Recommended Age, Grade, and Reading Levels
- Age: 5 to 8
- Grade: k to 3
- Reading age: 5 to 8
A Haitian American girl finds connection to generations of family lore in this story of identity, heart and home.
Every winter, a young girl flies to Haiti to visit her Auntie Luce, a painter.
The moment she steps off the plane, she feels a wall of heat, and familiar sights soon follow — the boys selling water ice by the pink cathedral, the tap tap buses in the busy streets, the fog and steep winding road to her aunt’s home in the mountains.
The girl has always loved Auntie Luce’s paintings — the houses tucked into the hillside, colorful fishing boats by the water, heroes who fought for and won the country’s independence. Through Haiti’s colors, the girl comes to understand this place her family calls home. And when the moment finally comes to have her own portrait painted for the first time, she begins to see herself in a new way, tracing her own history and identity through her aunt’s brush.
Key Text Features
Correlates to the Common Core State Standards in English Language Arts:
Retell stories, including key details, and demonstrate understanding of their central message or lesson.
Describe characters, settings, and major events in a story, using key details.
>Identify words and phrases in stories or poems that suggest feelings or appeal to the senses.
Use illustrations and details in a story to describe its characters, setting, or events.
Describe the overall structure of a story, including describing how the beginning introduces the story and the ending concludes the action.
About the authors
FRANCIE LATOUR is a prize-winning writer whose work explores issues of race, culture and identity. Her work has been featured on National Public Radio and the Today show, as well as in The Root, Essence and the Boston Globe. Her writing was also anthologized in The Butterfly’s Way, edited by Edwidge Danticat. Francie is co-founder of Wee The People, a social justice project for kids. This is her first picture book.

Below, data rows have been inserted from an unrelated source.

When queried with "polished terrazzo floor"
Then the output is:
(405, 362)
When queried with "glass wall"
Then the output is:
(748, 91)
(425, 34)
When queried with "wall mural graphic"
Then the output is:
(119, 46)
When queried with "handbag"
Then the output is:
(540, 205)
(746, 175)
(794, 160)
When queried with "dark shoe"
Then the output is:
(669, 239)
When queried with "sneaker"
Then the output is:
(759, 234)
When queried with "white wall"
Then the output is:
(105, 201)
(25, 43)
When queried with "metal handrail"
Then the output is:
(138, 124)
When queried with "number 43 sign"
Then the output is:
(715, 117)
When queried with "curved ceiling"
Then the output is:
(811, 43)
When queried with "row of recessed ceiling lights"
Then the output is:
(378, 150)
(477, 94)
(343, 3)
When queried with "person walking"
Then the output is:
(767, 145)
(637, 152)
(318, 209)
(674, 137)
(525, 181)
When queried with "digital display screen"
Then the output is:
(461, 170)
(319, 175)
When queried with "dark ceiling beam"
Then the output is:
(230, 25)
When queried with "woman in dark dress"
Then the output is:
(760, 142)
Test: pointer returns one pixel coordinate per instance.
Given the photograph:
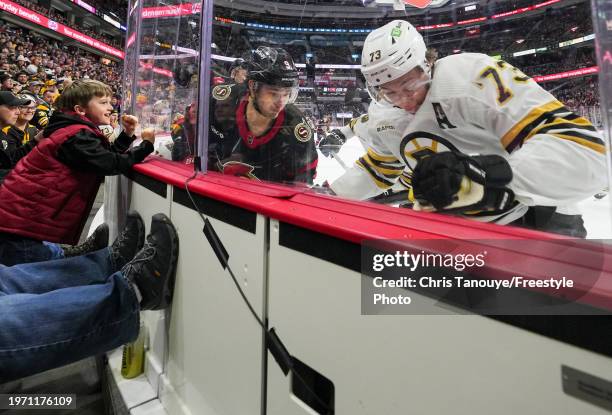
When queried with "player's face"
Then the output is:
(99, 110)
(272, 99)
(408, 91)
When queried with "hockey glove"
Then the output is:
(455, 182)
(331, 143)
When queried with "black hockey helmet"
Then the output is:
(273, 66)
(239, 63)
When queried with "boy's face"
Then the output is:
(99, 110)
(8, 115)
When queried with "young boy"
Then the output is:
(20, 135)
(49, 193)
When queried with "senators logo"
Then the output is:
(302, 132)
(421, 144)
(221, 92)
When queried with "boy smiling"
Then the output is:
(49, 193)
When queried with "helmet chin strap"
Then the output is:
(253, 91)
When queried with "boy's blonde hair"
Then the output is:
(80, 93)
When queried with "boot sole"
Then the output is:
(141, 228)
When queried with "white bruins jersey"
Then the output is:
(478, 105)
(380, 168)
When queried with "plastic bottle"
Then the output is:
(132, 362)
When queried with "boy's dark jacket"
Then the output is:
(49, 193)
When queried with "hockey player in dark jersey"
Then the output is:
(255, 130)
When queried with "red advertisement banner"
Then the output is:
(27, 14)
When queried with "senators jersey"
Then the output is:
(379, 168)
(479, 105)
(285, 153)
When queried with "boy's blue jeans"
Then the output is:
(16, 249)
(57, 312)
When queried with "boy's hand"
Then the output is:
(129, 124)
(148, 134)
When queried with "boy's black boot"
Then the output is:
(97, 240)
(129, 241)
(153, 268)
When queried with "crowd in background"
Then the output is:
(59, 17)
(325, 93)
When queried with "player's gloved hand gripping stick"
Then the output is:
(455, 182)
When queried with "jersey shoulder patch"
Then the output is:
(222, 92)
(302, 132)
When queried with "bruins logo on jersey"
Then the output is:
(221, 92)
(420, 144)
(302, 132)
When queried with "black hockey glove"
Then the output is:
(455, 182)
(331, 143)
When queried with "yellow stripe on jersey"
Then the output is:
(556, 120)
(384, 170)
(600, 148)
(379, 157)
(528, 119)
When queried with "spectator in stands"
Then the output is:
(22, 78)
(183, 134)
(75, 157)
(57, 312)
(34, 87)
(9, 111)
(6, 82)
(238, 71)
(19, 137)
(44, 110)
(115, 103)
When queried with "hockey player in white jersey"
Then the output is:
(486, 141)
(379, 168)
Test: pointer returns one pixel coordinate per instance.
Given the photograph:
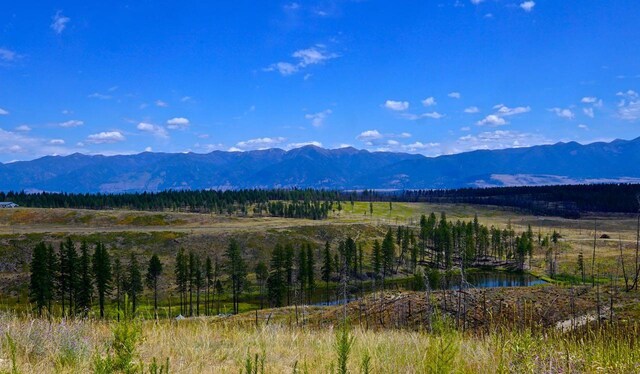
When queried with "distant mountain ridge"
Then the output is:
(314, 167)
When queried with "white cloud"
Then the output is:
(260, 143)
(499, 139)
(317, 119)
(492, 120)
(177, 123)
(369, 135)
(527, 6)
(588, 112)
(7, 55)
(563, 113)
(397, 106)
(497, 118)
(105, 137)
(303, 144)
(429, 101)
(157, 131)
(304, 58)
(59, 22)
(16, 143)
(415, 117)
(505, 111)
(97, 95)
(71, 123)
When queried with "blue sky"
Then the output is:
(430, 77)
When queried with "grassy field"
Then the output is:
(505, 330)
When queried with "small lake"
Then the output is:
(476, 279)
(499, 279)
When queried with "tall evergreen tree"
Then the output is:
(119, 282)
(327, 267)
(262, 274)
(134, 282)
(276, 283)
(311, 277)
(237, 272)
(85, 281)
(154, 271)
(41, 284)
(102, 274)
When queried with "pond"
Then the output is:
(500, 279)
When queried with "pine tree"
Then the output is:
(134, 282)
(118, 280)
(327, 267)
(302, 270)
(262, 274)
(237, 272)
(181, 272)
(41, 285)
(311, 278)
(154, 270)
(208, 273)
(276, 283)
(376, 258)
(102, 274)
(85, 281)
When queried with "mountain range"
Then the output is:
(314, 167)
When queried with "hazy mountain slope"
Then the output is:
(310, 166)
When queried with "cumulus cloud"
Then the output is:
(397, 106)
(563, 113)
(588, 112)
(317, 119)
(415, 117)
(499, 139)
(97, 95)
(59, 22)
(369, 135)
(157, 131)
(20, 145)
(7, 55)
(492, 120)
(527, 6)
(71, 123)
(105, 137)
(177, 123)
(629, 106)
(429, 101)
(315, 55)
(259, 143)
(501, 111)
(303, 144)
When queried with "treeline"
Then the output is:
(562, 200)
(75, 278)
(293, 203)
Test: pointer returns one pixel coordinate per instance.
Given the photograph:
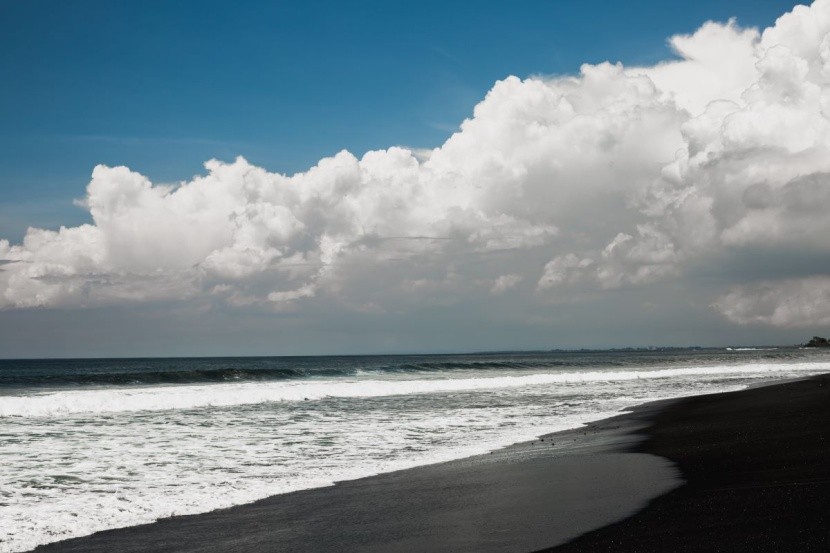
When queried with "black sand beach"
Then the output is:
(756, 466)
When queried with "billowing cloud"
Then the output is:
(616, 177)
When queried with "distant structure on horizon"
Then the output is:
(818, 342)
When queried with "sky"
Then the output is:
(258, 178)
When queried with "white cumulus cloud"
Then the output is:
(612, 178)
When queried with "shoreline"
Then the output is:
(525, 497)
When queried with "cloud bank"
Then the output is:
(716, 163)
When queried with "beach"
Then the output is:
(736, 471)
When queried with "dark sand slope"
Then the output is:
(520, 498)
(756, 462)
(758, 469)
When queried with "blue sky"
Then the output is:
(164, 86)
(674, 200)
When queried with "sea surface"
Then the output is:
(87, 445)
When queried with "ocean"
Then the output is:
(92, 444)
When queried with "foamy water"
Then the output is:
(86, 447)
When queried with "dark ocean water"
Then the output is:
(101, 443)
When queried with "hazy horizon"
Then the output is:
(327, 179)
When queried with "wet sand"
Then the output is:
(755, 465)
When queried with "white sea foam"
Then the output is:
(160, 398)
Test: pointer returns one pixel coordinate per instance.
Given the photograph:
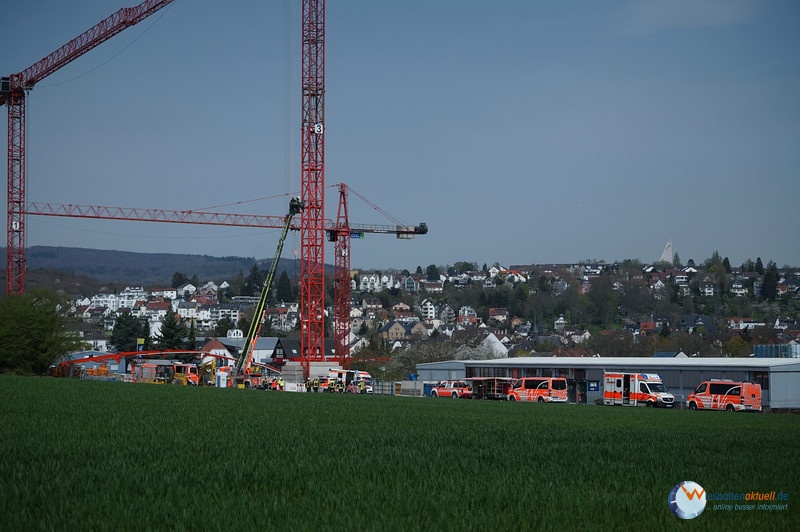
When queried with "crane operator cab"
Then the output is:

A mother of three, Francie was born to Haitian parents. She was inspired to write Auntie Luce by a chance encounter in 1992 with the late artist Luce Turnier — one of Haiti’s most celebrated female artists — who painted Francie’s portrait. Francie and her family live in Boston.
Ken Daley is an illustrator who draws inspiration for his work from his African Caribbean roots. He has illustrated Joseph’s Big Ride by Terry Farish, which received a Skipping Stones Honor Award for International Multicultural Books, and Auntie Luce’s Talking Paintings by Francie Latour, an Américas Award Honor Book and a Kirkus Best Picture Book about History and Tradition.He has exhibited his art in Canada, the United States and the Caribbean, and his work can be found in numerous private collections. Ken lives in Cambridge, Ontario.
- Commended, Américas Award
- Commended, Kirkus Best Picture Books
The narrative is lush and lyrical, capturing the romance of nostalgia as well as the concrete thoughts of the child. Daley’s acrylic illustrations burst off the page in deeply saturated, vibrant colors that echo but do not imitate Luce Turnier’s own art.
Daley’s . . . paintings convey some of the complexities of time and place through the images themselves. … Young readers will enjoy how Latour and Daley celebrate Haitian history and culture through this lovely, artistic story.
This vividly illustrated picture book is a feast for the eyes.
A quiet celebration of bicultural, bi-geographic identity . . .
[N]atural metaphors and poetic ideas will make this a good choice for sharing aloud in the classroom and creating emotional connection to a subject of study. Furthermore, the illustrator’s Afro-Caribbean roots amplify the love song the Haitian American author has composed to Haiti. . . . An excellent selection for exploring deep connections to Haiti through love, family, history, and art.
School Library Journal
Daley brings intimacy to the spreads, filling them with splashy tones and arresting framed portraits. An illuminating author’s note speaks about the Haitian revolution and the importance of remembering forgotten figures.